3. Reminisce: Read your own writing from at least a semester ago, read your journal or diary from a while ago, or old papers or assignments you wrote at least a year ago. This will remind you of your voice and also of your progress. Also, I find that reading old Facebook posts really get’s my juices flowing (just try not to get sucked in!) Reflecting and getting into a nostalgic state of mind really makes me feel more excited and inspired to explore what my future holds.
4. Meditate: If you can truly reach a state of relaxation for at least a straight 30 minutes, you will find your brain will thank you for the break. For many students here at McKendree, yoga practice is a great way to transform into a clearer and more active mind. I definitely agree, but I find that sometimes I can clear my mind by simply taking a twenty-minute drive through the county roads of Lebanon. I really like that our school as such great access to the open road. The fresh air really relaxes me and it’s a great way for me to spend a quick time with my friends before hitting the books again.
5. Volunteer: Not only will it bring good karma into your life, it’s a great way to get inspired and to feel more confident.

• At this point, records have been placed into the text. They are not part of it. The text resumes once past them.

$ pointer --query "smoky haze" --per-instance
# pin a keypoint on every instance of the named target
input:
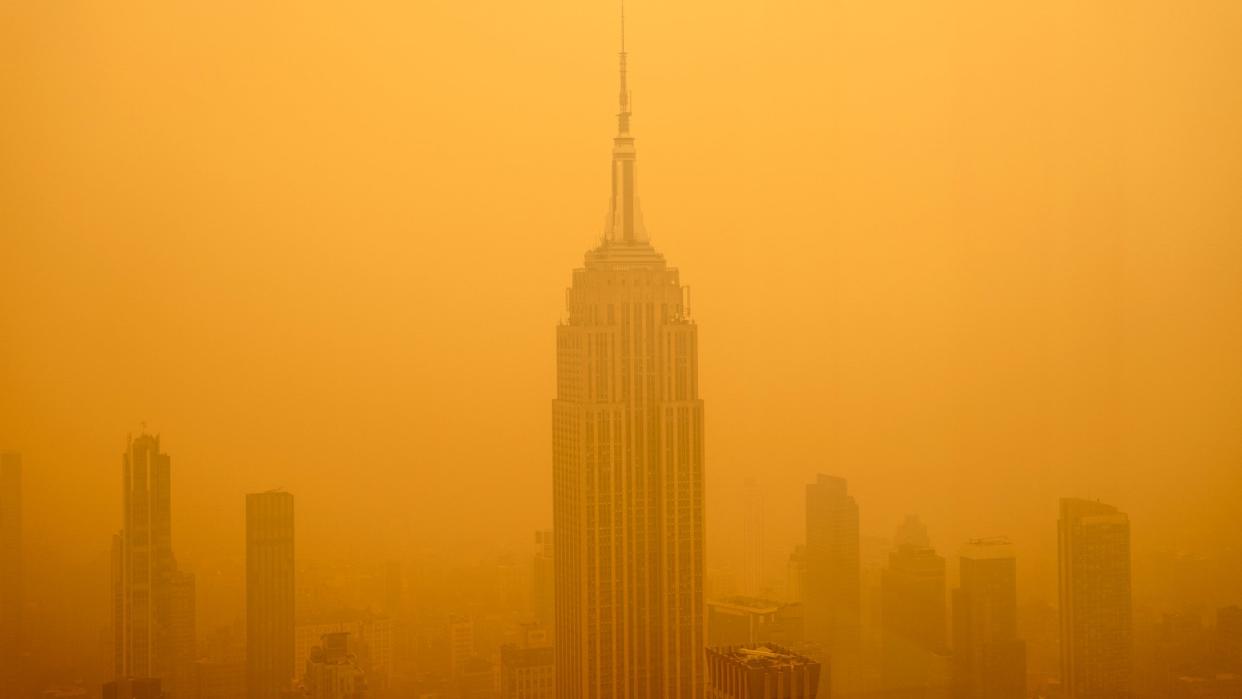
(969, 257)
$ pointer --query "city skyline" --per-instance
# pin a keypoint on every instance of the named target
(924, 277)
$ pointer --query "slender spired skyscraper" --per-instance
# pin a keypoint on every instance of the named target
(268, 594)
(1094, 582)
(10, 570)
(834, 566)
(627, 466)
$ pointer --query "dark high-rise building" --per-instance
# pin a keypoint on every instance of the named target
(913, 617)
(149, 612)
(543, 580)
(183, 633)
(270, 633)
(528, 667)
(627, 466)
(834, 566)
(763, 671)
(989, 661)
(913, 590)
(1096, 615)
(10, 569)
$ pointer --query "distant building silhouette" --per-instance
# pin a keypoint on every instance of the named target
(153, 605)
(989, 661)
(219, 679)
(795, 570)
(1096, 612)
(627, 466)
(763, 671)
(332, 671)
(913, 617)
(752, 538)
(11, 570)
(742, 621)
(270, 663)
(912, 533)
(370, 642)
(834, 566)
(543, 580)
(528, 667)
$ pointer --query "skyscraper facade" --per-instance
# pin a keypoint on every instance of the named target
(149, 611)
(834, 566)
(761, 671)
(913, 590)
(10, 569)
(268, 594)
(989, 661)
(627, 466)
(1094, 584)
(913, 618)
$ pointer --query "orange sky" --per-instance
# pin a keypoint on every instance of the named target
(971, 257)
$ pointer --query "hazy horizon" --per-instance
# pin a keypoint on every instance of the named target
(971, 258)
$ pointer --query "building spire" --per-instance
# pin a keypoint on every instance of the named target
(624, 114)
(625, 220)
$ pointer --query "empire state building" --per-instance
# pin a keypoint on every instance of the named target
(627, 466)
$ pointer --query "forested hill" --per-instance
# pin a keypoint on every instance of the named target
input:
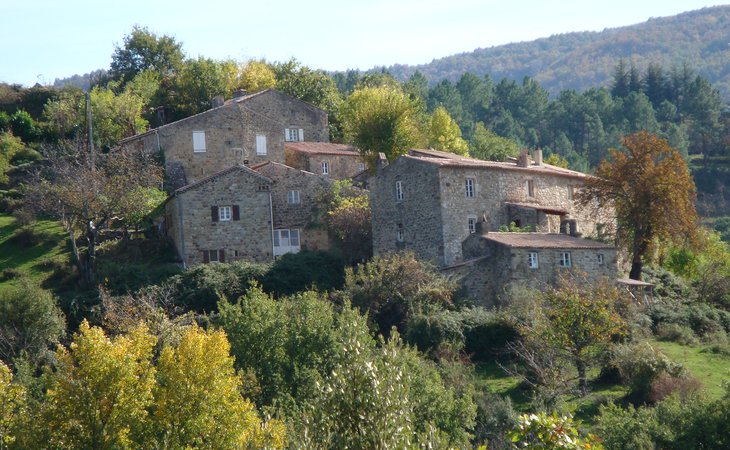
(583, 60)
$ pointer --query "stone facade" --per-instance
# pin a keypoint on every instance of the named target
(341, 161)
(248, 129)
(497, 261)
(224, 217)
(444, 195)
(293, 194)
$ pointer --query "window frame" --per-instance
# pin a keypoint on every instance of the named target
(470, 187)
(566, 260)
(196, 148)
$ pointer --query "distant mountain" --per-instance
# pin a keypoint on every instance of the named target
(583, 60)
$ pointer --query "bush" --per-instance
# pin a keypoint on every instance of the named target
(296, 272)
(640, 365)
(675, 332)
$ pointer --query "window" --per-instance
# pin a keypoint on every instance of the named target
(286, 241)
(260, 144)
(224, 213)
(472, 221)
(198, 141)
(399, 191)
(293, 134)
(214, 256)
(565, 259)
(469, 184)
(530, 188)
(399, 233)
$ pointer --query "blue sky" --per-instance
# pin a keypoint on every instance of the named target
(41, 40)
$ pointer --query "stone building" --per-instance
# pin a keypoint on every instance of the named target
(222, 218)
(244, 130)
(430, 201)
(495, 261)
(338, 161)
(295, 215)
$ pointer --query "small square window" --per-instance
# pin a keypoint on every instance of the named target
(472, 223)
(565, 259)
(469, 185)
(399, 191)
(224, 213)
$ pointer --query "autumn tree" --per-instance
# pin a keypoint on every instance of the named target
(649, 185)
(88, 193)
(444, 134)
(381, 120)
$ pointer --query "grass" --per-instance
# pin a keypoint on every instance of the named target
(36, 251)
(711, 369)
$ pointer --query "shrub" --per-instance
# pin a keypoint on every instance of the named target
(675, 332)
(296, 272)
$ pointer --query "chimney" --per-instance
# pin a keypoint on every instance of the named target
(217, 101)
(524, 159)
(381, 163)
(538, 156)
(481, 228)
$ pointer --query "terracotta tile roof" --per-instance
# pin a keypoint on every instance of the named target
(322, 148)
(217, 175)
(445, 159)
(544, 240)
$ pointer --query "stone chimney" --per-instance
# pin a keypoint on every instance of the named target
(217, 101)
(524, 159)
(381, 163)
(538, 156)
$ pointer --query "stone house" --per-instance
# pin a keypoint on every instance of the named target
(495, 261)
(221, 218)
(338, 161)
(247, 129)
(429, 202)
(295, 214)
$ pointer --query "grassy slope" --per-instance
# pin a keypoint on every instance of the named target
(36, 258)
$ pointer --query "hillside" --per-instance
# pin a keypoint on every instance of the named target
(582, 60)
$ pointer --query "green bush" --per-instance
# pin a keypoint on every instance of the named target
(297, 272)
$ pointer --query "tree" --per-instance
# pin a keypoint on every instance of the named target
(30, 321)
(485, 144)
(649, 185)
(99, 394)
(198, 402)
(381, 120)
(88, 193)
(444, 134)
(144, 50)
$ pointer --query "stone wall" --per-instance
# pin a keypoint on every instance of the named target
(193, 231)
(304, 215)
(419, 213)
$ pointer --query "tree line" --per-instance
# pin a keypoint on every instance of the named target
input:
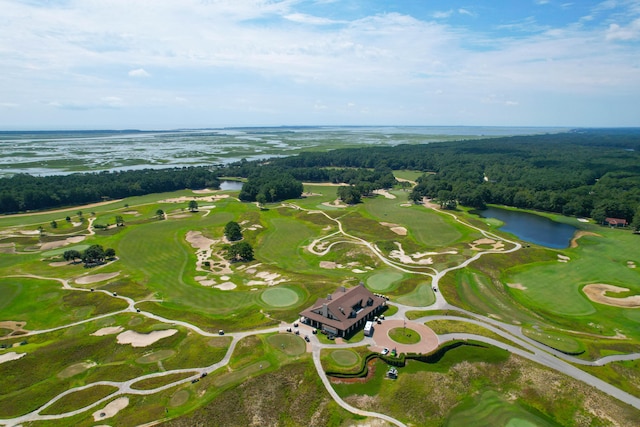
(593, 173)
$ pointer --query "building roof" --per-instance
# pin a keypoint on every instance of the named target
(345, 307)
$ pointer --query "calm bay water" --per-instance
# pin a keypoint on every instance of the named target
(63, 152)
(532, 228)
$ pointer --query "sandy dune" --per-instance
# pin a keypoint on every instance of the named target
(143, 340)
(111, 409)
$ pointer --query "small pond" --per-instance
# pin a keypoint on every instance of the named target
(532, 228)
(231, 185)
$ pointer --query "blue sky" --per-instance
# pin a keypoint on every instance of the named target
(166, 64)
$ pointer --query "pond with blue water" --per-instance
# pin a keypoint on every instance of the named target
(532, 228)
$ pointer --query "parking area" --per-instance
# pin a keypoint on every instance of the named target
(428, 338)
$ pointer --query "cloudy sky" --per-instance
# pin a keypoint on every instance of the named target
(165, 64)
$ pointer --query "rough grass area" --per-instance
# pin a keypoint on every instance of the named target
(293, 396)
(404, 335)
(79, 399)
(536, 392)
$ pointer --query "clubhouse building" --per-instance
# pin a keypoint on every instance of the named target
(344, 312)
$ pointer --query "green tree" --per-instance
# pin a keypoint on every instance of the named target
(232, 231)
(72, 255)
(94, 254)
(242, 251)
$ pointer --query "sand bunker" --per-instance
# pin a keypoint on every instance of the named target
(143, 340)
(497, 245)
(108, 331)
(384, 193)
(396, 228)
(227, 286)
(11, 356)
(111, 409)
(185, 199)
(597, 293)
(337, 203)
(96, 278)
(60, 243)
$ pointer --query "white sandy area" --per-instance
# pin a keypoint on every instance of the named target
(384, 193)
(597, 293)
(60, 243)
(185, 199)
(85, 280)
(7, 357)
(226, 286)
(337, 203)
(111, 409)
(108, 331)
(143, 340)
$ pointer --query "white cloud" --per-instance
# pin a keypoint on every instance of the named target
(630, 32)
(139, 72)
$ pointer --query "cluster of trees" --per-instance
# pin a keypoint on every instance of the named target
(242, 251)
(24, 192)
(93, 255)
(270, 184)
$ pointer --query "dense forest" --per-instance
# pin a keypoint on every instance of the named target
(594, 173)
(23, 192)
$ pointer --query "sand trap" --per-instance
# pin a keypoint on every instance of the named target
(111, 409)
(143, 340)
(60, 243)
(108, 331)
(11, 356)
(227, 286)
(396, 228)
(597, 293)
(337, 203)
(96, 278)
(384, 193)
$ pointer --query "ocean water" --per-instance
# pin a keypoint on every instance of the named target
(63, 152)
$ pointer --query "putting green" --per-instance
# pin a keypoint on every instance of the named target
(345, 357)
(383, 281)
(279, 297)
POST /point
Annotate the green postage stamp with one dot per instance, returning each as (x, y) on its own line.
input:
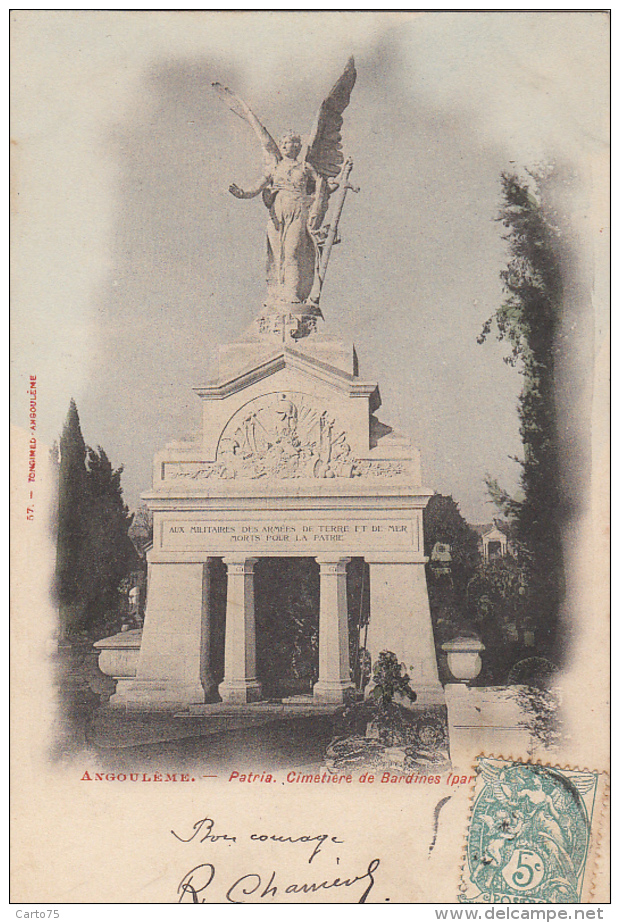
(532, 834)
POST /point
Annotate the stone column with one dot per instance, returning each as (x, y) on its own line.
(334, 673)
(400, 621)
(169, 669)
(240, 684)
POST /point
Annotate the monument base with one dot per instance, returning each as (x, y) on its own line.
(157, 694)
(240, 692)
(326, 693)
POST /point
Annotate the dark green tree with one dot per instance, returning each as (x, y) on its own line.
(528, 320)
(108, 554)
(94, 553)
(443, 522)
(72, 493)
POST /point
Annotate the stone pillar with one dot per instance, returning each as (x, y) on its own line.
(170, 662)
(400, 621)
(240, 684)
(334, 673)
(208, 683)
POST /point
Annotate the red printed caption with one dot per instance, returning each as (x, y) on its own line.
(32, 444)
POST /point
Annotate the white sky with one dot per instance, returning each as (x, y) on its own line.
(132, 262)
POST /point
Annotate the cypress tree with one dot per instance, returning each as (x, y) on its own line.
(529, 320)
(72, 491)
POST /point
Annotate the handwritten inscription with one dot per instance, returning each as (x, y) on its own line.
(399, 535)
(271, 885)
(253, 887)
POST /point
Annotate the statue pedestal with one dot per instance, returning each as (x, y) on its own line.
(291, 461)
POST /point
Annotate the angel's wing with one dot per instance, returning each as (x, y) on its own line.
(271, 151)
(324, 142)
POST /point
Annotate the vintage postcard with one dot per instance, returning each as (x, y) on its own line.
(310, 457)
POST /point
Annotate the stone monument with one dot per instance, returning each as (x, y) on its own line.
(291, 461)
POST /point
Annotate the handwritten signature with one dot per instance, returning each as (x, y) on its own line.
(195, 882)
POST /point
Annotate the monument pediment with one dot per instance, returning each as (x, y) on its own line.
(306, 365)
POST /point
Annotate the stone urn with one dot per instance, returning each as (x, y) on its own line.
(118, 657)
(464, 661)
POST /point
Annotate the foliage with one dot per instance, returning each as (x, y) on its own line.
(141, 529)
(390, 679)
(528, 320)
(94, 553)
(498, 607)
(444, 523)
(72, 492)
(108, 554)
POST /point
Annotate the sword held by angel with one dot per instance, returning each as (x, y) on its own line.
(297, 183)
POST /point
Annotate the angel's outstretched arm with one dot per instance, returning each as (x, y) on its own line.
(249, 193)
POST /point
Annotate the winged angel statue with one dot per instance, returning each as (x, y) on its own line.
(296, 185)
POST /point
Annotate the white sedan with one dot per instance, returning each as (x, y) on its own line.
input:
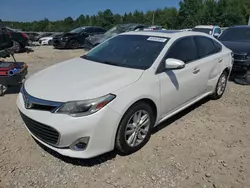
(46, 40)
(113, 96)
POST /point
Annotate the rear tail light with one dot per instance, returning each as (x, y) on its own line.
(24, 35)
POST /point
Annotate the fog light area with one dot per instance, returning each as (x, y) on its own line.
(80, 144)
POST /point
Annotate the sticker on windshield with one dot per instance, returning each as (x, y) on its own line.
(157, 39)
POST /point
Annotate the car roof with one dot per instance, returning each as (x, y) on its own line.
(206, 26)
(175, 34)
(240, 26)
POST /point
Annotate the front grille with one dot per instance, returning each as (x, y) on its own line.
(43, 132)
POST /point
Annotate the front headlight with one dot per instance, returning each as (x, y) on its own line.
(86, 107)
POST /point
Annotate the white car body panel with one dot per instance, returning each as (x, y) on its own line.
(45, 40)
(170, 91)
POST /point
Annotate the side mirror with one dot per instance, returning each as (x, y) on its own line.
(174, 64)
(216, 35)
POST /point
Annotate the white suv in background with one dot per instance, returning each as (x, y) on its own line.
(114, 95)
(215, 31)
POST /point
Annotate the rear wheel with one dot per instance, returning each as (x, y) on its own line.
(50, 42)
(221, 86)
(73, 44)
(135, 128)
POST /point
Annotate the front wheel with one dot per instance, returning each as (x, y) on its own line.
(50, 42)
(17, 46)
(135, 128)
(221, 86)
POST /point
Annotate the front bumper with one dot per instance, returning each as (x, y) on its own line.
(241, 65)
(99, 127)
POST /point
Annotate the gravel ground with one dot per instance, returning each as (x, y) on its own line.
(206, 146)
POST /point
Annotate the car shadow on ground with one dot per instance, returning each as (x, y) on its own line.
(26, 50)
(111, 155)
(181, 114)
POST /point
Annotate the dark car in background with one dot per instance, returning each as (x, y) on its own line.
(20, 39)
(237, 39)
(93, 41)
(76, 38)
(5, 41)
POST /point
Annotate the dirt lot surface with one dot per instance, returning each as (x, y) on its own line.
(207, 146)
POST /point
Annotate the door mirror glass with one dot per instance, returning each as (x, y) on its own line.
(216, 35)
(171, 63)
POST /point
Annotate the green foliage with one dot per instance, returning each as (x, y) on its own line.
(191, 12)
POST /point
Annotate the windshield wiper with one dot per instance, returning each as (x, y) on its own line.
(109, 63)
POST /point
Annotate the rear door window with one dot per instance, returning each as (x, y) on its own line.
(99, 30)
(184, 49)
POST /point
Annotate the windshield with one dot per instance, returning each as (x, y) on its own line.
(235, 34)
(132, 51)
(203, 30)
(77, 30)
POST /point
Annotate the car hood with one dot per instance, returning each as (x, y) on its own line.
(98, 38)
(79, 79)
(46, 38)
(237, 47)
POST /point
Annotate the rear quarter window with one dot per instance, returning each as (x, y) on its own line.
(206, 46)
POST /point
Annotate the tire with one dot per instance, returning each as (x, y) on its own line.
(220, 86)
(73, 44)
(17, 46)
(123, 143)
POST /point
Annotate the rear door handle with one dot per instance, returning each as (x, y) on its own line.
(196, 70)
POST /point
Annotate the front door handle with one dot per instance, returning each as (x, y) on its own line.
(196, 70)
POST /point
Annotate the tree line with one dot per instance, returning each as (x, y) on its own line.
(189, 14)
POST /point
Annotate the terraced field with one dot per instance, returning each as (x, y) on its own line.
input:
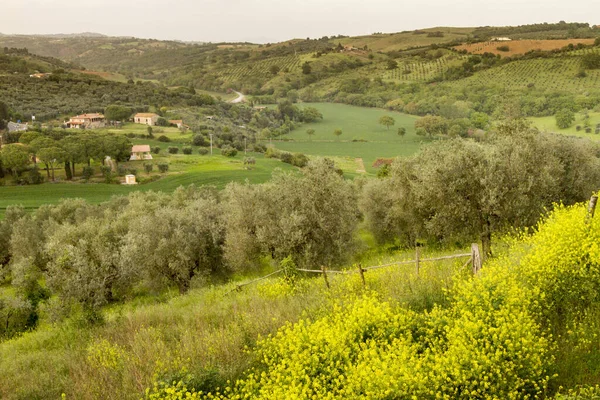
(260, 68)
(549, 73)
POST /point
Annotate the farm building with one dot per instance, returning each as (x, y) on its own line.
(140, 152)
(146, 118)
(17, 127)
(178, 123)
(86, 121)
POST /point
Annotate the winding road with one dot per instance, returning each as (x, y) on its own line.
(240, 99)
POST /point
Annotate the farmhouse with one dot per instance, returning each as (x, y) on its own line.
(86, 121)
(146, 118)
(140, 152)
(17, 127)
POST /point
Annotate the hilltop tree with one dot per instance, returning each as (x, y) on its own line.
(387, 121)
(15, 157)
(117, 113)
(3, 115)
(51, 156)
(306, 68)
(565, 118)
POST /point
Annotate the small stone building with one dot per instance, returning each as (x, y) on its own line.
(140, 152)
(146, 118)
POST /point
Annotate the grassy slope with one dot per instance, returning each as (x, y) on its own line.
(207, 329)
(355, 123)
(549, 124)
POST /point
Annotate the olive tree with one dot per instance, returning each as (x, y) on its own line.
(311, 217)
(176, 244)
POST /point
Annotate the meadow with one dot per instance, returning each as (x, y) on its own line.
(548, 124)
(362, 135)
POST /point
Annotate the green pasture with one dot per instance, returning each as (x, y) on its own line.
(184, 170)
(371, 140)
(548, 124)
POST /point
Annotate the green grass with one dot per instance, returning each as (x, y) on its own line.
(356, 123)
(185, 170)
(548, 124)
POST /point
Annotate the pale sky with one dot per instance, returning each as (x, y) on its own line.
(276, 20)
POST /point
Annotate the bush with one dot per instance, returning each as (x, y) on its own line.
(299, 160)
(286, 157)
(228, 151)
(163, 167)
(34, 177)
(88, 172)
(199, 140)
(106, 173)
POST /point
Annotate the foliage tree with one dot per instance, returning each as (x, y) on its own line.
(117, 113)
(52, 156)
(311, 217)
(15, 157)
(433, 125)
(387, 121)
(178, 243)
(565, 118)
(590, 61)
(311, 114)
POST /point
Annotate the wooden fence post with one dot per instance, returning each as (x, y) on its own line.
(476, 257)
(592, 207)
(417, 257)
(325, 277)
(362, 275)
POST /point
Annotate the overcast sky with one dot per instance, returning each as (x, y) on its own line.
(276, 20)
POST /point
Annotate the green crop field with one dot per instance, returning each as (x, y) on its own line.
(193, 169)
(356, 123)
(548, 124)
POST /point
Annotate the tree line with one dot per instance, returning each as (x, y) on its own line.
(74, 257)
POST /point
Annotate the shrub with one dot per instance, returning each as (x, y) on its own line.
(199, 140)
(228, 151)
(34, 177)
(106, 173)
(88, 172)
(286, 157)
(163, 167)
(299, 160)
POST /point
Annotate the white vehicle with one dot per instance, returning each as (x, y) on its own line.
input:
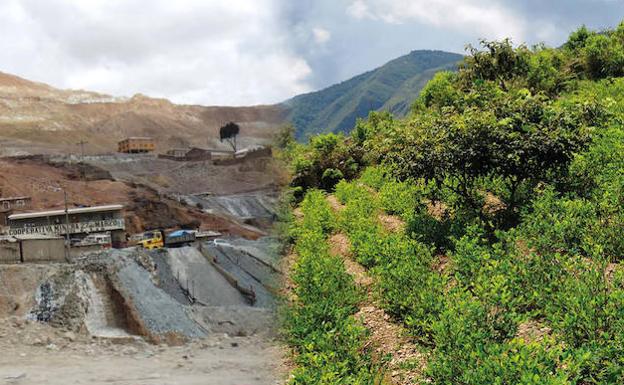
(101, 239)
(221, 243)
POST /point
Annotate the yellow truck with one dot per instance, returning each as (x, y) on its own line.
(157, 239)
(149, 240)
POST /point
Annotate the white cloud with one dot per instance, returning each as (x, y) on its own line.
(489, 18)
(321, 35)
(191, 51)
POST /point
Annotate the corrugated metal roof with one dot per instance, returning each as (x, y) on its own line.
(79, 210)
(13, 198)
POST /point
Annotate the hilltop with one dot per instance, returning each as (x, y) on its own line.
(392, 87)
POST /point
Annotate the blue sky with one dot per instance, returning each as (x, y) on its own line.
(242, 52)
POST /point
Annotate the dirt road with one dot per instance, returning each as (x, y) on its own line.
(218, 360)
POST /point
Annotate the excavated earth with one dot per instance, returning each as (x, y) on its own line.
(193, 315)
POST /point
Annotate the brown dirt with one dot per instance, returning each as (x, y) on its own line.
(493, 204)
(437, 209)
(37, 115)
(610, 270)
(392, 223)
(389, 338)
(36, 354)
(442, 264)
(145, 208)
(341, 246)
(532, 331)
(386, 337)
(334, 203)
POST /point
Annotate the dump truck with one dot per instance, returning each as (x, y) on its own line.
(157, 239)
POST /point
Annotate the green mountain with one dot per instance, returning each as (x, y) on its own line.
(391, 87)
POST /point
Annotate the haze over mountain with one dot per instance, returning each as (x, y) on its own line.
(35, 117)
(391, 87)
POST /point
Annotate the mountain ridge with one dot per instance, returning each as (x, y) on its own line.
(392, 87)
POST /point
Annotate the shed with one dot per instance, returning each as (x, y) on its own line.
(41, 248)
(9, 250)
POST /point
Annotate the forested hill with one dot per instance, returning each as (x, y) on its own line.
(391, 87)
(488, 224)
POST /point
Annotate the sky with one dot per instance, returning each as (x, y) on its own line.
(247, 52)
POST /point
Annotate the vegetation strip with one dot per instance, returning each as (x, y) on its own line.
(509, 177)
(330, 343)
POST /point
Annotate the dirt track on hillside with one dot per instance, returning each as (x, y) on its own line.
(55, 360)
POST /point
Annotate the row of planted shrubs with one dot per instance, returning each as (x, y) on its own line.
(468, 305)
(329, 341)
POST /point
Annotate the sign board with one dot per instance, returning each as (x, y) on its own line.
(74, 228)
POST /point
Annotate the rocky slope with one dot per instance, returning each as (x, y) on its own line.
(37, 118)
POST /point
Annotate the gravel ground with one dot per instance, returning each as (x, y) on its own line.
(159, 313)
(202, 279)
(166, 278)
(248, 271)
(38, 354)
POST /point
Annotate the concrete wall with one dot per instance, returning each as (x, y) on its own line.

Not to mention it’s an awesome way to pursue your passions or outside hobbies. There are so many ways to get involved- most are emailed to everyone with a McKendree email account so you’re bound to find a great opportunity right in your inbox! Also you can pop into Carnegie 110 or simply visit the website for the weekly volunteer schedule. It’s never as hard as you think it will be so just do it. It’s may be just the change you need!
The anxiety students feel when they’ve reached a slump is intense and from time to time it can feel hopeless. Sometimes it’s staring at a dismal mid-term report. Sometimes it’s feeling guilty for calling in sick on the day that paper is due. They feel buried and sometimes the stress can drive them into a serious sickness perpetuating a vicious cycle. Recent reports by the American Institutes for Research show that in 2010 almost $6.2 billion tax dollars was forfeited on students who did not return to their second year of college. Much of these students had financial difficulty, though many also suffered from poor study skills and lack of motivation or confidence.
My friends, it’s hard to catch a break sometimes, so I genuinely hope this advice helps. What you learn at a university is supposed to enlighten and inspire you, but often our brains become too discouraged. Since I’ve researched and implemented these activities, I find that I have picked up a very important skill- the ability to self-motivate. This skill forces me right back into the open minded, inspired, sponge of a student that I start off every semester with. These are only my personal top 5 things to do when I’m slacking on my homework, but there are so many other options for you to explore! Our professors challenge us every day and work hard at their jobs, so it’s time we prove what we can do. This slacker is getting started right now!